Propos recueillis par Dominique Mabika à Dakar, en marge de l’Africa Food Forum.
« L’Afrique doit miser sur les chaînes de valeur régionales » – Claver Gatete, Secrétaire exécutif de la CEA
À l’heure où l’Afrique dépense plus de 115 milliards de dollars par an pour importer sa nourriture, la souveraineté alimentaire devient un impératif stratégique. Lors de l’Africa Food Forum, tenu du 31 août au 5 septembre 2025 à Dakar, Financial Afrik a rencontré Claver Gatete, Secrétaire exécutif de la Commission économique pour l’Afrique (CEA), qui plaide pour une approche intégrée de la transformation agricole.
Chaînes de valeur régionales
« Nous ne pouvons plus nous limiter aux chaînes nationales. Il faut bâtir des chaînes de valeur régionales, de la production à la transformation et jusqu’à l’assiette », souligne Claver Gatete. L’objectif : accroître la productivité, réduire la dépendance aux importations et tirer parti de la Zone de libre-échange continentale africaine (ZLECAf).
Mobilisation des financements
Le défi reste celui du financement. Les pays africains supportent un coût d’emprunt élevé, conséquence directe de leurs mauvaises notations souveraines. Seuls le Botswana et Maurice disposent d’un statut investment grade. « C’est pourquoi nous travaillons à la création d’une agence de notation africaine, capable de mieux prendre en compte les réalités du continent », explique-t-il. Parallèlement, la CEA promeut la finance innovante – obligations vertes, durables, ou encore blended finance – et le recours aux garanties de la Banque mondiale, de la SFI ou de la BAD pour réduire les risques perçus et attirer le secteur privé.
Grands projets structurants
La CEA accompagne plusieurs initiatives pilotes : un parc agro-industriel entre la Zambie et le Zimbabwe, ou encore la mise en place de zones économiques spéciales pour les batteries électriques entre la RDC et la Zambie. Ces projets illustrent la volonté de créer des pôles régionaux capables d’industrialiser l’agriculture et de transformer les ressources localement.

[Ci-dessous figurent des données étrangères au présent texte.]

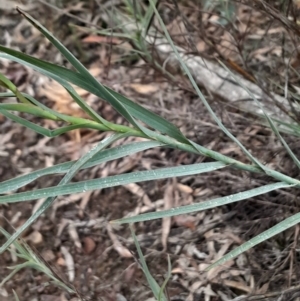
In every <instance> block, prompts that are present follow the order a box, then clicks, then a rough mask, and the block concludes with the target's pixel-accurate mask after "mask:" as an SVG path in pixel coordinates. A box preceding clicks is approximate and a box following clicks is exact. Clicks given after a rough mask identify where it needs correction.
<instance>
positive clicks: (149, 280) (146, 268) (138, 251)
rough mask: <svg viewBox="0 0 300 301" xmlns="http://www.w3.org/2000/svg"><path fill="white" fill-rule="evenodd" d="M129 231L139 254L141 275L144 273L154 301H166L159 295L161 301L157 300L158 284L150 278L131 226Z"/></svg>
mask: <svg viewBox="0 0 300 301" xmlns="http://www.w3.org/2000/svg"><path fill="white" fill-rule="evenodd" d="M130 230H131V235H132V236H133V240H134V243H135V247H136V249H137V251H138V254H139V258H140V262H141V265H142V270H143V273H144V275H145V277H146V279H147V282H148V284H149V286H150V288H151V290H152V293H153V295H154V296H155V298H156V300H163V301H167V299H166V297H165V296H164V295H163V294H161V299H159V296H160V287H159V285H158V283H157V282H156V280H155V279H154V278H153V277H152V275H151V273H150V271H149V269H148V266H147V263H146V260H145V257H144V255H143V252H142V250H141V247H140V244H139V242H138V240H137V238H136V235H135V233H134V230H133V228H132V226H130Z"/></svg>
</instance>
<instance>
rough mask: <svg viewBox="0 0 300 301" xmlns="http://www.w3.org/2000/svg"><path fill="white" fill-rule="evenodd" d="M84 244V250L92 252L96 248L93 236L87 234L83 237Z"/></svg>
mask: <svg viewBox="0 0 300 301" xmlns="http://www.w3.org/2000/svg"><path fill="white" fill-rule="evenodd" d="M83 246H84V247H83V250H84V252H85V253H86V254H90V253H92V252H93V251H94V250H95V248H96V243H95V241H94V240H93V239H92V238H91V237H89V236H87V237H85V238H84V239H83Z"/></svg>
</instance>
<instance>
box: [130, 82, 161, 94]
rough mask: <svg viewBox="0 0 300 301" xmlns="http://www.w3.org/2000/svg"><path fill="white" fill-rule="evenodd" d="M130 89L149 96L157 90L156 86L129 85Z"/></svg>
mask: <svg viewBox="0 0 300 301" xmlns="http://www.w3.org/2000/svg"><path fill="white" fill-rule="evenodd" d="M130 87H131V88H132V89H133V90H135V91H136V92H138V93H140V94H150V93H154V92H156V91H157V90H158V88H159V87H158V86H157V85H146V84H130Z"/></svg>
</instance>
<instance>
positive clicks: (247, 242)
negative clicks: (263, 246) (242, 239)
mask: <svg viewBox="0 0 300 301" xmlns="http://www.w3.org/2000/svg"><path fill="white" fill-rule="evenodd" d="M298 223H300V213H297V214H295V215H293V216H291V217H289V218H287V219H285V220H284V221H282V222H280V223H278V224H277V225H275V226H274V227H272V228H270V229H268V230H266V231H264V232H262V233H261V234H259V235H257V236H255V237H254V238H252V239H250V240H248V241H247V242H245V243H243V244H242V245H241V246H239V247H238V248H236V249H234V250H233V251H231V252H229V253H228V254H226V255H225V256H223V257H222V258H221V259H219V260H217V261H216V262H215V263H213V264H212V265H210V266H209V267H208V268H207V270H210V269H212V268H214V267H216V266H218V265H222V264H224V263H225V262H226V261H228V260H231V259H233V258H235V257H237V256H238V255H240V254H242V253H244V252H246V251H248V250H249V249H251V248H253V247H254V246H256V245H258V244H260V243H261V242H263V241H266V240H267V239H269V238H271V237H273V236H275V235H277V234H279V233H281V232H283V231H285V230H287V229H289V228H291V227H293V226H295V225H297V224H298Z"/></svg>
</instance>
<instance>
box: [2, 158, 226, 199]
mask: <svg viewBox="0 0 300 301" xmlns="http://www.w3.org/2000/svg"><path fill="white" fill-rule="evenodd" d="M225 166H226V165H225V164H224V163H221V162H212V163H199V164H191V165H182V166H176V167H166V168H160V169H156V170H147V171H137V172H132V173H127V174H122V175H116V176H110V177H106V178H100V179H94V180H87V181H81V182H76V183H71V184H64V185H62V186H56V187H48V188H42V189H38V190H34V191H27V192H21V193H16V194H12V195H7V196H0V204H5V203H15V202H24V201H30V200H36V199H39V198H45V197H55V196H59V195H65V194H73V193H79V192H85V191H90V190H95V189H102V188H108V187H115V186H120V185H126V184H130V183H138V182H143V181H149V180H158V179H167V178H173V177H181V176H188V175H195V174H201V173H205V172H209V171H213V170H217V169H220V168H224V167H225ZM69 172H70V171H69Z"/></svg>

Réduction des risques et infrastructures
Pour Claver Gatete, la réduction du risque passe aussi par des pré-requis concrets : semences améliorées, fertilisants, irrigation, capacités de stockage et infrastructures logistiques (routes, énergie, corridors commerciaux). « Les infrastructures doivent être pensées comme des leviers de productivité et de commerce, pas comme des fins en soi », insiste-t-il.

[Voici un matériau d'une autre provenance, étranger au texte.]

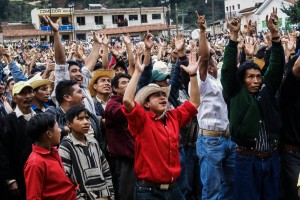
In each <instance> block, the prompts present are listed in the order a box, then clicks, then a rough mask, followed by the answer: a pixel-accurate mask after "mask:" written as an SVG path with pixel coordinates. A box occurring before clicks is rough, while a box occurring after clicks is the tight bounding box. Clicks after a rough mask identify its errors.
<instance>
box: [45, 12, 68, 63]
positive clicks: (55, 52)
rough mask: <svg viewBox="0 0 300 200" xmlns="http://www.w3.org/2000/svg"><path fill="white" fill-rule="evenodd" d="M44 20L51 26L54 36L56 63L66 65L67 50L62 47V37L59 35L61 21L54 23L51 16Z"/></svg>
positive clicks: (54, 54) (55, 57) (54, 44)
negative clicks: (66, 51)
mask: <svg viewBox="0 0 300 200" xmlns="http://www.w3.org/2000/svg"><path fill="white" fill-rule="evenodd" d="M44 20H45V22H46V23H47V24H49V25H50V27H51V29H52V31H53V35H54V52H55V53H54V57H55V62H56V64H58V65H65V64H66V52H65V48H64V47H63V45H62V42H61V39H60V35H59V24H58V23H59V20H57V21H56V23H54V22H52V20H51V19H50V17H49V16H44Z"/></svg>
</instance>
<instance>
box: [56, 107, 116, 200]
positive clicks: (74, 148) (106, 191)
mask: <svg viewBox="0 0 300 200" xmlns="http://www.w3.org/2000/svg"><path fill="white" fill-rule="evenodd" d="M66 120H67V125H68V127H69V128H70V130H71V133H70V134H69V135H68V136H66V137H64V138H63V140H62V141H61V144H60V146H59V154H60V156H61V157H62V161H63V165H64V168H65V172H66V174H67V176H68V177H70V178H71V179H72V180H73V181H75V182H76V183H78V184H79V191H78V192H77V198H84V199H101V200H105V199H114V190H113V186H112V179H111V174H110V171H109V166H108V163H107V161H106V159H105V157H104V154H103V153H102V151H101V149H100V147H99V144H98V142H97V140H96V139H95V138H94V136H93V135H90V134H87V133H88V132H89V129H90V126H91V123H90V112H89V111H88V110H87V109H86V108H84V107H82V106H79V105H78V106H73V107H72V108H70V109H69V110H68V111H67V112H66Z"/></svg>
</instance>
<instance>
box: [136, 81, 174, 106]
mask: <svg viewBox="0 0 300 200" xmlns="http://www.w3.org/2000/svg"><path fill="white" fill-rule="evenodd" d="M156 92H164V93H166V94H167V96H168V97H169V94H170V86H169V87H159V85H157V84H154V83H150V84H149V85H147V86H145V87H143V88H142V89H140V90H139V91H138V92H137V93H136V95H135V98H134V100H135V101H136V102H137V103H138V104H139V105H141V106H143V104H144V103H145V100H146V99H147V98H148V97H149V96H150V95H151V94H154V93H156Z"/></svg>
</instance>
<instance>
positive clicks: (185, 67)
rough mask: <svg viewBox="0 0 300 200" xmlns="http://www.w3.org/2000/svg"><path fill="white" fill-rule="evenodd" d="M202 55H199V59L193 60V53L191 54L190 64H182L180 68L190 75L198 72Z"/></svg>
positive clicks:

Exportations et rôle de l’État
Certains pays expérimentent déjà des mécanismes efficaces. Le Rwanda, par exemple, a mis en place une structure dédiée à l’accompagnement des exportateurs agricoles, qui organise la production, facilite l’accès aux garanties et oriente les produits vers les bons marchés.
Perspectives
La CEA a identifié 94 chaînes de valeur stratégiques sur le continent, dont de nombreuses dans l’agriculture et l’élevage. « L’Afrique a la terre, les ressources et la jeunesse. Il faut maintenant les former, les intégrer dans des filières modernes et mécanisées, et créer les conditions d’une agriculture compétitive et exportatrice », conclut Gatete.